What you should definitely get first is an architect for "Module A," see my "Housebuilding roadmap, also for you: the HOAI phase model!" With this, you make a preliminary design, with which you conduct a qualified inquiry to a handful of construction companies during the "dough rest." Normally, I then advise using this inquiry round also for "setting the course," but in your case only to a limited extent:
If your honest self-reflection shows that the circus with EH40 would pay off for you, then design the inquiry as a course-setting, so ask three timber builders and two (to three) masons. Because with EH40, timber builders usually have the edge. But because this is not always so, you let masons participate as well. "More is better" unfortunately does not apply for the inquiry round, so refrain from too many participants. Regional companies are best, but this practically mainly applies to the masons. In reality, you will not avoid supra-regional / nationwide timber builders.

If your honest self-reflection results in ignoring KfW40, then you should "build on" the shell general contractor known to your family and commission the architect for the entire two halves up to and including service phase 8, or at least up to and including service phase 7 and for service phase 8 then a construction-accompanying expert. Let the architect tender the construction and instruct him to involve the shell general contractor known to your family. An experienced tenderer will never exclude GCs (also for turnkey) and only make the list of recipients as long as necessary. So you will have a choice afterward between rarely more than five GCs and further bidders who only bid for lots of their trades.

Also, with this result (Building Energy Act instead of KfW40), you carry out the inquiry round, either as course-setting or limited to masons. From the responses, you derive how far you want to go with the architect. According to my proven scheme, question 2 is always for an offer of the house design most similar to the preliminary design used for the inquiry (catalog house, type house, promotional house—the child may have different names). If there is a convincing building proposal, you let your architect adapt it for you in cooperation with the GC. The adaptation to your plot is already done by the self-commissioned independent architect, who considered and developed it on the preliminary design.

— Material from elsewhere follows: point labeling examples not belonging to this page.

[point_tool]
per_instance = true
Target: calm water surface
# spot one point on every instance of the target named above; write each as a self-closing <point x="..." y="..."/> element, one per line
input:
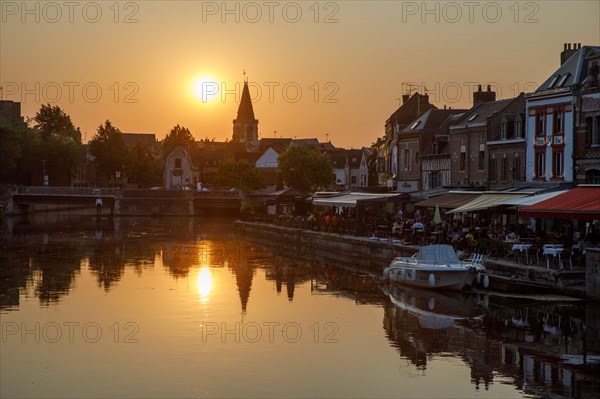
<point x="184" y="308"/>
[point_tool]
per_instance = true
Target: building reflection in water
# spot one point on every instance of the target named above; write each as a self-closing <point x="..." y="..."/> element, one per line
<point x="543" y="348"/>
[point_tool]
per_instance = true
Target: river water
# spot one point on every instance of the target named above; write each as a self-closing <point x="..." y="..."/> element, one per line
<point x="140" y="307"/>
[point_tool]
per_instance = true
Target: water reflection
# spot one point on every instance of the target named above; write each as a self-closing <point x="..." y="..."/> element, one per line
<point x="534" y="347"/>
<point x="204" y="282"/>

Single independent awarding as first-time builders—especially without a professional tender base, therefore at least up to service phase 7—is an expensive experience and regularly consumes training money many times higher than the possible (and even many times higher than the hoped-for) savings potential. If you do not like the offers so far price-wise, then reduce size and/or equipment. You can generously save on frills without remorse, but not on the quality of the craftsmen. For example, equally good tiles in 60x30 cost noticeably less than 80x80, partial instead of full brick cladding often even looks more elegant, and so on.
 

anna2326

2025-08-29 10:34:09
  • #4


Thank you very much for the feedback, ! Did you find the energy consultant yourselves? May I ask what you used regarding monolithic, 36.5 or 42.5 stones? Or something else? Thanks :)
 

familie_s

2025-08-29 11:02:46
  • #5
Yes, we found him ourselves, but took him on recommendation from the shell builder. We have Schlagmann U8 unfilled in 42.5.
 

GeraldG

2025-08-29 11:17:16
  • #6
For the KFW300 funding, the "full package" is virtually mandatory. The calculations cost a few thousand euros, the rest is relatively expensive due to the documentation, since much of what needs to be documented can no longer be documented later. The insulation under the floor slab simply has to be documented at a different time than the insulation between rafters or the window installation. By the way, this is also what the consultants complain about, saying the entire KFW funding process has become so complex that it is no longer really worthwhile.